What’s the right thing to say to someone who’s had a miscarriage?

Danielle Johnson
Love In What Remains
3 min readMar 30, 2017

One of the hardest things about losing a pregnancy is that women are often expected (implicitly or explicitly) to grieve in silence. In the research for my book, I often ask women why our culture seems so uncomfortable with open dialogue on this issue. I get a lot of answers, but one of the simplest and most powerful is that when (if?) you tell them what happened, “people just don’t know what to say.” And so women keep quiet about their suffering, afraid of making someone else uncomfortable.

There are a lot of reasons why people might be speechless in the face of pregnancy loss. How could a baby die? Is this a private woman’s issue, like her period, and therefore taboo to discuss? How do you say you’re sorry about someone neither you, nor anyone except the parents, ever really met?

I’ve seen several articles on what not to say to a woman going through a loss. Don’t tell her that it was just “God’s plan” or that “there must have been something wrong with it.” Don’t try to make her feel better by telling her “at least you know you can get pregnant” or “you can just try again.” Don’t dismiss or minimize her grief over losing this particular baby, and don’t assume that another pregnancy will resolve it — or is even possible.

There are many potential landmines, and it doesn’t seem to leave us with many options about what we can say that might actually help.
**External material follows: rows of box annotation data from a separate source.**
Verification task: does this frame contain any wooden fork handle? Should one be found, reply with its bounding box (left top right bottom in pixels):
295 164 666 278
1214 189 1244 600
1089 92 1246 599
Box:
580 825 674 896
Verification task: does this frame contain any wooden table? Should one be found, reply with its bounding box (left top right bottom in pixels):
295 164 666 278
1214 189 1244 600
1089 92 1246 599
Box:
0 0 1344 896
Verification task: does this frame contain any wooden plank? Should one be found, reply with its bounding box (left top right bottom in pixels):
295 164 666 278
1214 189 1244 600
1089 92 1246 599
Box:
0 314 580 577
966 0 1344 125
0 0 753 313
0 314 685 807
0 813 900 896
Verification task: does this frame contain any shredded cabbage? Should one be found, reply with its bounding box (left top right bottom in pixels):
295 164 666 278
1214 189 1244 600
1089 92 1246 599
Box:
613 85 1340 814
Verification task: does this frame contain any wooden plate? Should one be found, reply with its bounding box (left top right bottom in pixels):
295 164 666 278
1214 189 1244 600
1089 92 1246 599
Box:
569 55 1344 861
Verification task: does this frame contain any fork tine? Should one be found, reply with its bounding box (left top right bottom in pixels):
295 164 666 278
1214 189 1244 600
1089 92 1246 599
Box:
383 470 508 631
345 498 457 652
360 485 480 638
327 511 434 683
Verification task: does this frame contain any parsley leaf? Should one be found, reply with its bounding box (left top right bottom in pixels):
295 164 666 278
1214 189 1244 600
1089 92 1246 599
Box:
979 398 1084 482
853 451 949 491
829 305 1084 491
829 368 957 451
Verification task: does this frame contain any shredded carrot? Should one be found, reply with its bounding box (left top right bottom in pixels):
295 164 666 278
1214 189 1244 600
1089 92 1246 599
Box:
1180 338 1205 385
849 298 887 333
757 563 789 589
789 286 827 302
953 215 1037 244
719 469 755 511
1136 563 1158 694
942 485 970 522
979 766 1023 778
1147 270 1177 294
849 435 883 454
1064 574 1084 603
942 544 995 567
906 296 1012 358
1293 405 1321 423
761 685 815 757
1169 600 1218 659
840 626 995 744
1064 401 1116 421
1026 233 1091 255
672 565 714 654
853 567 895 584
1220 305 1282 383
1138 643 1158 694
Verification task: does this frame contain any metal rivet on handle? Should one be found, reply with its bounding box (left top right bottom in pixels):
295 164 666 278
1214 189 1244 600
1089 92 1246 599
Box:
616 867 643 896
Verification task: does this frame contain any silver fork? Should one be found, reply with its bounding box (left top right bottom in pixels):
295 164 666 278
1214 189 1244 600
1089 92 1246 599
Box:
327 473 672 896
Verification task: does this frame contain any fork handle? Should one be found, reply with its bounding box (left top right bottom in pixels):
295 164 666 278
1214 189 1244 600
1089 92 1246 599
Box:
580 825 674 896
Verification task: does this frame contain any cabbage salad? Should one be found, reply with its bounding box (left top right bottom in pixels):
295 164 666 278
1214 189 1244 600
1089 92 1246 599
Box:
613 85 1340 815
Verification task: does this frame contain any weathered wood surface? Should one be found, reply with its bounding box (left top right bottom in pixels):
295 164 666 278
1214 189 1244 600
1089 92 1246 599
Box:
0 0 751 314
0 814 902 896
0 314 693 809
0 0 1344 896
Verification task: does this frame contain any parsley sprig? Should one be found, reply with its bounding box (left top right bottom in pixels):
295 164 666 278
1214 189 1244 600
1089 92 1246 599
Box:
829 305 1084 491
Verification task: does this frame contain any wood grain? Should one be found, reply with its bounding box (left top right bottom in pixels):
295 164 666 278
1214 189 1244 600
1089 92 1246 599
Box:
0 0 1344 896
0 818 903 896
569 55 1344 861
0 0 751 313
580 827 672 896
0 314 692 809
Even if we keep things simple with an “I’m sorry for your loss,” or an “I’m thinking about you and I’m here for you,” these can sound and feel like cliches for the person who truly wants to support the bereaved parent. So what can we do that feels more proactive and more impactful, knowing that words alone may always be inadequate?

I recently read about the concept of “holding space” for someone, and it could be very useful in helping to support woman and families who have experienced pregnancy loss. It means

that we are willing to walk alongside another person in whatever journey they’re on without judging them, making them feel inadequate, trying to fix them, or trying to impact the outcome. When we hold space for other people, we open our hearts, offer unconditional support, and let go of judgement and control.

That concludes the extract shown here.